The scramble to jump on one of the hottest gold trades in years — by shipping bullion to New York — has sparked what may be one of the largest ever physical transfers of the metal.
“The flows into New York are unprecedented,” said Allan Finn, global commodities director at logistics and security provider Malca-Amit. His company’s teams in New York have been working 24 hours a day to cope with demand while navigating lockdowns, flight disruptions and social distancing.
Gold flooded into the U.S. in recent months as traders rushed to profit from an arbitrage caused by dislocations in the market triggered by the pandemic. Since late March, some 550 tons of gold — worth $30 billion at today’s price and roughly equal to global mine output in the period — have been added to Comex warehouse stockpiles. Hundreds of tons of that was imported.

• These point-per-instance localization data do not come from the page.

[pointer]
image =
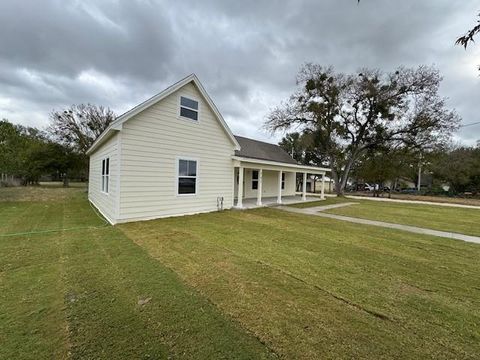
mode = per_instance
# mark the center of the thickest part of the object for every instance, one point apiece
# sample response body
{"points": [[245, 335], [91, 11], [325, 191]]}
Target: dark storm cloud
{"points": [[117, 53]]}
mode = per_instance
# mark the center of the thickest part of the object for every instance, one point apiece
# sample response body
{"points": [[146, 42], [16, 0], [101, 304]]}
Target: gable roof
{"points": [[255, 149], [117, 124]]}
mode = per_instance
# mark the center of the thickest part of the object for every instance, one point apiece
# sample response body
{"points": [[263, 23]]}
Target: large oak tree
{"points": [[346, 115]]}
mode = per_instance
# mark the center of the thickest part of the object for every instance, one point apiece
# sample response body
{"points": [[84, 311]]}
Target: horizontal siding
{"points": [[151, 143], [106, 203]]}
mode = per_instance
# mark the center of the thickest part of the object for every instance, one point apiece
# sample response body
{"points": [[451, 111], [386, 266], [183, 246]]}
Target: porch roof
{"points": [[275, 165]]}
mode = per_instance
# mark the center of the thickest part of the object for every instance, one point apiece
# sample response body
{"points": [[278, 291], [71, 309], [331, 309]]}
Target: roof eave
{"points": [[277, 163], [117, 124]]}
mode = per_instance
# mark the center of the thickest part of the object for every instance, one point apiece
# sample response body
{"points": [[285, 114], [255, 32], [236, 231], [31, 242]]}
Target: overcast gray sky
{"points": [[54, 53]]}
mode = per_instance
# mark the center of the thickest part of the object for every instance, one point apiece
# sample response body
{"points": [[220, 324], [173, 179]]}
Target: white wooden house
{"points": [[174, 155]]}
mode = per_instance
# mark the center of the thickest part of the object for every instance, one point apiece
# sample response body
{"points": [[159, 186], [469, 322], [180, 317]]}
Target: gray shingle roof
{"points": [[261, 150]]}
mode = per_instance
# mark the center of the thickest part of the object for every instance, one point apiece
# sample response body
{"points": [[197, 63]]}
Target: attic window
{"points": [[188, 108]]}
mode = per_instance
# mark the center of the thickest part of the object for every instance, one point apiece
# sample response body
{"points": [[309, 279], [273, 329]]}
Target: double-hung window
{"points": [[187, 177], [105, 174], [188, 108], [254, 179]]}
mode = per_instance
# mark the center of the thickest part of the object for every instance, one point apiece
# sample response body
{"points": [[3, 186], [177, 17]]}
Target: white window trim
{"points": [[106, 176], [177, 175], [257, 179], [186, 107]]}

While tens of billions of dollars of gold change hands every day in financial markets, a much smaller amount tends to physically move between vaults in trading hubs like London, Zurich and New York.

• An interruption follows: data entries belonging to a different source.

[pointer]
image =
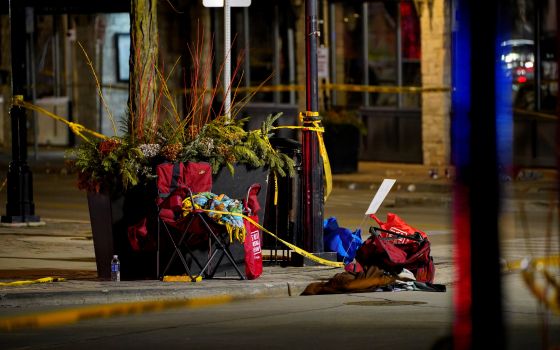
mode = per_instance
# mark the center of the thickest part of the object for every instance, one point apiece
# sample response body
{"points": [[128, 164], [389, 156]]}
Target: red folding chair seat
{"points": [[176, 182]]}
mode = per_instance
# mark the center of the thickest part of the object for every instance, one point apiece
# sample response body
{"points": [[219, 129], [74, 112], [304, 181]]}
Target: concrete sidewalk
{"points": [[27, 252]]}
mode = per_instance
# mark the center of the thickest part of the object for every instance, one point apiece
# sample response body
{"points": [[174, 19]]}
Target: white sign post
{"points": [[227, 4], [379, 197]]}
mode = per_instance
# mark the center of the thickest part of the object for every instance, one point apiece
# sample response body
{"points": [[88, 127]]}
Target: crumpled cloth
{"points": [[221, 203]]}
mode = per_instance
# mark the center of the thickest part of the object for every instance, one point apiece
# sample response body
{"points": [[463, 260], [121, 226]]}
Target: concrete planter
{"points": [[111, 215]]}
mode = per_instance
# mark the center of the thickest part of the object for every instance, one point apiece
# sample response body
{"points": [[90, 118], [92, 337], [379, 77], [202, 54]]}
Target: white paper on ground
{"points": [[379, 197]]}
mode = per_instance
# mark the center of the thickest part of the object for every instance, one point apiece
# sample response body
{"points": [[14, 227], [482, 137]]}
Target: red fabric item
{"points": [[395, 224], [253, 252], [393, 253], [253, 240], [392, 257], [198, 176], [138, 234]]}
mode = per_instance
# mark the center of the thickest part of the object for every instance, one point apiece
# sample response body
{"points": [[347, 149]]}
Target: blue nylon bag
{"points": [[341, 240]]}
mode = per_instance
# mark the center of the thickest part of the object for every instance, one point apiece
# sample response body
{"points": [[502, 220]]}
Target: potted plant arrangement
{"points": [[343, 130], [118, 172]]}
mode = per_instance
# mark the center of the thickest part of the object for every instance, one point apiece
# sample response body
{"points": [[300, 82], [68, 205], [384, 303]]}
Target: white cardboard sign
{"points": [[379, 197]]}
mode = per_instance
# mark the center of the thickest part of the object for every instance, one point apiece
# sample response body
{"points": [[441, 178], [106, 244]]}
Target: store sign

But that started to change as the Covid-19 crisis affected the supply chain. When planes were grounded and Swiss refineries closed in late March, traders were worried they wouldn’t be able to get gold to New York in time to deliver against futures contracts. That caused futures, which typically trade in lockstep with the London spot price, to soar to a premium of as much as $70 an ounce.

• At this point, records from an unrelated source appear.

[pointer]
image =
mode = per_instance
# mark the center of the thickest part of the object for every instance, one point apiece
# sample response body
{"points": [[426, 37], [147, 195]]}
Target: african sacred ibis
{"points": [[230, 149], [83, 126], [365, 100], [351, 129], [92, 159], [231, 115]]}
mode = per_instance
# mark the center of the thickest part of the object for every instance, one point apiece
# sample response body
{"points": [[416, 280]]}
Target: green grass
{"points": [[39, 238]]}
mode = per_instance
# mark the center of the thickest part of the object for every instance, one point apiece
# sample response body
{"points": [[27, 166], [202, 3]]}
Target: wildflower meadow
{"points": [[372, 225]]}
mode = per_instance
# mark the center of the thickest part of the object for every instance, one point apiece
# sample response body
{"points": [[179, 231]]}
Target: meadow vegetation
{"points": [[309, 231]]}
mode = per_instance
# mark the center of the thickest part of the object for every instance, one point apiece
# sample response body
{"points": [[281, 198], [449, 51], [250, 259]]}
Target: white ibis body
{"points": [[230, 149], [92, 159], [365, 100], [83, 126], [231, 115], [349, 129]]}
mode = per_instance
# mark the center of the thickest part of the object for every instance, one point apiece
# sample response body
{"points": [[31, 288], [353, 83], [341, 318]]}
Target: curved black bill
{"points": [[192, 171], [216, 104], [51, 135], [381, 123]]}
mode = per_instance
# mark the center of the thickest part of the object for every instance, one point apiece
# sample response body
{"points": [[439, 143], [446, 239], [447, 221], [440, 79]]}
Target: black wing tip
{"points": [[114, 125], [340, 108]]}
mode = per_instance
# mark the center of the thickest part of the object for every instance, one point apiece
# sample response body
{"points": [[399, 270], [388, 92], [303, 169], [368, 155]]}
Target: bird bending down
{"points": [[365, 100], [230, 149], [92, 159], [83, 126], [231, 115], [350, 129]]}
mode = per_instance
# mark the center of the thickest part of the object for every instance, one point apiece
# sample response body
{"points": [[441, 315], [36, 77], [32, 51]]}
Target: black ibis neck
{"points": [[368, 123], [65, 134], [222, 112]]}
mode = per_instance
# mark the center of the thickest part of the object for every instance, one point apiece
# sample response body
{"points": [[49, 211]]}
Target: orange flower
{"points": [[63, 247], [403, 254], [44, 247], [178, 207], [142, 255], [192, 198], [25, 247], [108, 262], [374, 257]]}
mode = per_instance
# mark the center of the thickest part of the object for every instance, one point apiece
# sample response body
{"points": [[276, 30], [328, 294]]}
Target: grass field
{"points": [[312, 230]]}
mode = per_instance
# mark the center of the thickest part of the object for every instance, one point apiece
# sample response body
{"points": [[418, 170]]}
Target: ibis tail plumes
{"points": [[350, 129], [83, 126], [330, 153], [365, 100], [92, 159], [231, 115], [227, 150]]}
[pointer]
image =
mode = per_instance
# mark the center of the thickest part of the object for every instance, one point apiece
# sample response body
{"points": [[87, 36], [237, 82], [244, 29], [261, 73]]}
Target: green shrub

That created an opportunity for enterprising traders: buy gold somewhere in the world at the spot price, sell futures, and benefit from the difference by shipping the metal to New York.
The scale of the trade has been revealed in exchange reports, import and export data and comments from some of the leading precious metals shipping and vaulting companies. On Thursday, traders declared their intent to deliver 2.8 million ounces of gold against the June Comex contract, the largest daily delivery notice in bourse data going back to 1994.